Having divided the political class and once again confused society with talk of talks, the TTP has now “suspended” its offer of negotiations with the government. Ehsanullah Ehsan, the TTP spokesperson, has claimed that the government’s lack of seriousness about negotiations with the Taliban is behind the TTP’s move. More realistically, the TTP has achieved much of what it set out to do by mooting the idea of talks. In the two craven multi-party conferences that took place in quick succession, the religious right and large segments of the political mainstream all but suggested that the state give up on the idea of Pakistan as a modern nation-state with a monopoly over legitimate violence and in which the citizenry enjoy freedoms and rights. Given that the TTP’s offer of talks coincided with a wave of militant violence, it never really appeared to be a meaningful offer.

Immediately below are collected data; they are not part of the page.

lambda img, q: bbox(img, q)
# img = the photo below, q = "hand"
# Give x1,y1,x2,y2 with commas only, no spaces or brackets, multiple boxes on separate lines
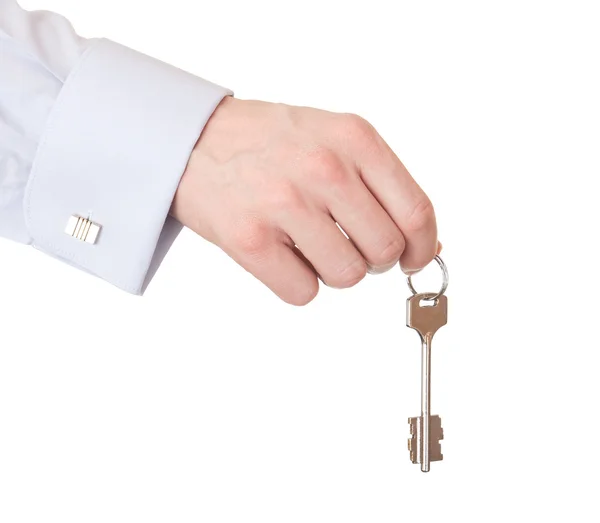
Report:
171,97,440,305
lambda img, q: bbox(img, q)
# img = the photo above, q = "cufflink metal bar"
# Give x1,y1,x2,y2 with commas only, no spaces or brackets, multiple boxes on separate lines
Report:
65,215,101,244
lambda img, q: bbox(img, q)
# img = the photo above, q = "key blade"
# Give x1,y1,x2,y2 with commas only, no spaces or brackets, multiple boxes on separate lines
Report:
406,293,448,339
408,415,444,464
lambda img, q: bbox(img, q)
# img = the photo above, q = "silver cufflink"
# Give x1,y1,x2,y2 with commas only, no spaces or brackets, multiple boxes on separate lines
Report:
65,215,101,244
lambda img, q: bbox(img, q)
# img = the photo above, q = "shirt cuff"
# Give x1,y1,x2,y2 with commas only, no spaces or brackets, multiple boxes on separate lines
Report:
24,38,232,294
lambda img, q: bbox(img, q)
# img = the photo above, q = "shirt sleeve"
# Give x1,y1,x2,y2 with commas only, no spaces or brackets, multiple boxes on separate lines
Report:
0,0,232,294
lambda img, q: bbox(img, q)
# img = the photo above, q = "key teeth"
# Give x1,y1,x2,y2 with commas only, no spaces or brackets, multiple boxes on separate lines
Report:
408,417,418,436
407,415,444,465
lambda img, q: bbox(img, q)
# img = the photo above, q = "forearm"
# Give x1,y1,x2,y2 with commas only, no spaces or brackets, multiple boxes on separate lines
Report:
0,0,230,293
1,1,438,304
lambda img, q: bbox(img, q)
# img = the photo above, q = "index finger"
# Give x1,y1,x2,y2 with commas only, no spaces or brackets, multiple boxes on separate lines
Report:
347,119,439,272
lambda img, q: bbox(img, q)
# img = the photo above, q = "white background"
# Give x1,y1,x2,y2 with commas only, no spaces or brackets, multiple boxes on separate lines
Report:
1,0,599,521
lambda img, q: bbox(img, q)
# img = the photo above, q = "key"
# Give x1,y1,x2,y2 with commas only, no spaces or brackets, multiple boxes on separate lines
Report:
406,292,448,472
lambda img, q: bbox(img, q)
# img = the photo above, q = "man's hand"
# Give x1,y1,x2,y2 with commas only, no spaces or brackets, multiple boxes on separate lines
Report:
171,97,440,305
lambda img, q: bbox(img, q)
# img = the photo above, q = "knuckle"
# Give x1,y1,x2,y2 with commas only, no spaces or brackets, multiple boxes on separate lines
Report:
370,237,405,267
343,113,372,133
232,216,272,258
340,113,378,148
406,197,435,233
305,147,347,186
332,258,367,288
266,181,304,212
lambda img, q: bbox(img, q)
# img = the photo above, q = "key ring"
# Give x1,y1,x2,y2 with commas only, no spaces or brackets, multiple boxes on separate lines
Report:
406,255,449,301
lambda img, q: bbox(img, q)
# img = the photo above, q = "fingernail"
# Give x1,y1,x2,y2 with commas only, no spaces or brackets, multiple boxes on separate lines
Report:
402,267,422,276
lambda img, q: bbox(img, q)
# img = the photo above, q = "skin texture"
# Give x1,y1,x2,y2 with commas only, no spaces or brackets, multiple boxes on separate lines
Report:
171,96,441,305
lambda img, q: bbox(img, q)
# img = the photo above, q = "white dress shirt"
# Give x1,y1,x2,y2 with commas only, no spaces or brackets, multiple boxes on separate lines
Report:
0,0,231,293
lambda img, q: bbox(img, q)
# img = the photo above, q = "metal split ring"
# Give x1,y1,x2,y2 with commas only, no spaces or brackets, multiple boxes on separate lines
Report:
406,255,449,301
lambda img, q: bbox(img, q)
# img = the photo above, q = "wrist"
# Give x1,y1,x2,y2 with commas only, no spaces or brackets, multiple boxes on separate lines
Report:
170,95,237,228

What the focus should switch to now is how best to secure the upcoming elections from militant violence. Ehsanullah Ehsan’s warning to the public to stay away from electoral activities is particularly ominous because the TTP has already made it clear that it regards elections as un-Islamic and that it will target “secular” politicians during the campaign. The mere threat of violence by the TTP is enough to potentially skew elections in parts of the country because both the voter and a certain kind of candidate in areas such as Fata and parts of Khyber Pakhtunkhwa, Balochistan, Punjab and Karachi may opt to stay at home, opening the door further to pro- Taliban political forces that will be able to campaign and vote more freely.
If the TTP is to be stopped from indirectly shaping the composition of the elected assemblies, a comprehensive security plan must be drawn up – one that will require close cooperation between the Election Commission of Pakistan, the caretaker governments and security apparatus.
Securing the election from militant threats is neither beyond the realm of possibility nor something we can afford to overlook. True, elections by their very nature present a plethora of potential targets to those bent on violence and there is a trade-off between security and openness. But the stakes are too high to let a business-as-usual attitude prevail. The ECP, already burdened with a number of duties and crises, needs to put security near the top of the list of its priorities – and win the cooperation of the necessary institutions as quickly as possible.